Keywords

1 Introduction

Moving through an unknown environment is a real challenge for the visually impaired or blind people, although they have to rely on their other senses. According to the World Health Organization, there are roughly about quarter billion visually impaired people around the world, out of which 39 million are blind [1]. The World Health Organization has estimated the number of blind people will double by 2022. They usually use a white-colored cane or Seeing Eye dog for their assistance.

However, these methods are not effective because they do not help in saving blind people from risks [2].

Assistance systems that were designed previously for visually impaired people consist of ultrasonic canes, voice-assisted navigation canes, laser-based walkers, infrared canes etc. [3]. There are some benefits of these systems, but they also have some disadvantages. For instance, infrared cane assistance infrared has a short-range for detecting obstacles, produces not so favorable results in the dark. When an obstacle is detected, the ultrasonic sensors which are present on top of the cane start vibrating signaling obstacles nearby or in that surrounding. As the cane can only scan the nearby surroundings compared to a person, it is not so effective in its function [4]. In case of the laser-based walking assistance, obstacles are detected by scanning the surrounding with lasers.

A laser is fixed and another is rotated by a DC motor. There is one belt of five motors that give feedback to users when an obstacle is detected [5]. In this assistance system, lasers are used which may harm other people if it strikes them in their eyes or skin.

An assistance system is suggested by the team in this research work which is aimed at assisting blind people, which will be entirely safe for people and the environment as it uses a camera and a headphone or a speaker to alert the user if there is an obstacle in front of him and to notify him to change his/her direction thus eliminating the use of the cane and laser-based projects as it can harm people vigorously and can cause untreatable damage, whereas our project is very cost-effective, efficient and safe to use and user friendly.

2 Design and Methodology of Blind Assistive Device

The idea implemented in this project is a voice assistive system for visually impaired people. It will have multiple functionalities that help the blind in different situations.

The text-to-speech (TTS) module is used to generate audio output so that the person can hear the instructions. To implement this, we use the Google text-to-speech (gTTS) module; it creates an mp3 file of the audio based on the string that is input, and this can be played using the default audio player on your device.
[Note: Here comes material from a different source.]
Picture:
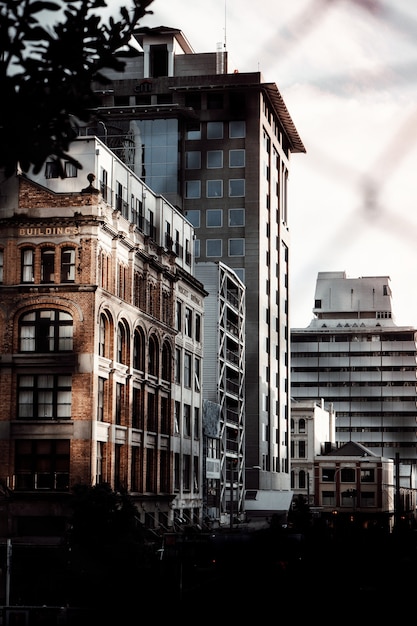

The face recognition module is used to identify the name of the person that is in front of you. For this, we will use Python OpenCV to process the image. We create a dataset by adding images of a person’s face. The features alone are stored in the dataset along with the name of the person. Now, when a new image is an input, using Haar Cascade, we try to identify the name of the person by matching the features of the images. This name is then sent to the TTS module for audio.

The traffic signal detection system is used to help the blind while crossing roads, etc.; it uses Python and NumPy to convert and store the image into arrays. We initially set the RGB values for the colors in the traffic signal. So, based on the RGB values in the array, we can identify the signal color and hence generate an instruction string that is sent to the TTS module for audio output.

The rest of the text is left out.